The government of Tunisia may have chosen an odd way to combat protesters: Hacking into their Facebook accounts. This appears to have gotten the attention of the hacker group Anonymous, which is siding with the protests.
The past month has seen many large-scale uprisings in the North African nation, as protesters gripe about the dictatorship goverment plus economic problems and unemployment. The Tunisian government has responded by partnering with hackers to infiltrate the accounts of dissidents deemed to be inciting riots, according to the Committee to Protect Journalists. The group said:
Based on reports of users in the country, Tunisian authorities appear to be modifying web pages on the fly to steal usernames and passwords for sites such as Facebook, Google and Yahoo.
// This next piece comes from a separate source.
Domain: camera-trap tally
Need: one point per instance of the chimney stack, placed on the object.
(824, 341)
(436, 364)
Unknown parties have subsequently logged onto these sites using these stolen credentials, and used them to delete Facebook groups, pages, and accounts, including Facebook pages administrated by Sofiene Chourabi, a reporter with Al-Tariq al-Jadid, and the account of local online video journalist Haythem El Mekki. Local bloggers have told CPJ that their accounts and pictures of recent protests have been deleted or otherwise compromised.
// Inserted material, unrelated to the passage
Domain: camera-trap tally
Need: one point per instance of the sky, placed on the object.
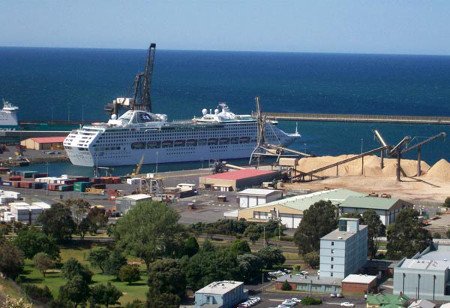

Folks in the region are pointing the finger at the Tunisian Internet Agency, which is run by the government's Ministry of Communications, for planting scripts to capture the usernames and passwords of the protestors. Tunisia's Internet service providers all run state-supplied filters and firewalls, which might faciltate accessing individuals' data online, according to The Tech Herald. Like an article on this site says:
The likelihood that a group of criminals compromised the entire Tunisian infrastructure is virtually nonexistent. Code planting on this scale could only originate form an ISP. With their history of holding an iron grip on the Internet, ATI is the logical source of the information harvesting.
So the hacker group Anonymous has sided with the protestors and has been attempting to make distributed denial of service attacks against the Tunisian government. While this involvement is growing, Tunisia state control over Internet access makes trickier targets out of sites in the country.
Anonymous has been releasing browser add-ons to help Tunisian citizens get around the local government's alleged efforts to hack into individuals' Facbook accounts. This has turned into somewhat of a cat-and-mouse game, as the state continues to one-up the hackers siding with the protesters and vice versa.
We're more generally concerned about the bad example potentially being made here, if in fact the hacking of Facebook accounts in Tunisia originates in that nation's government. Surely other countries that censor online communications are watching the Tunisian situation closely. What if other parts of the world take a cue from this?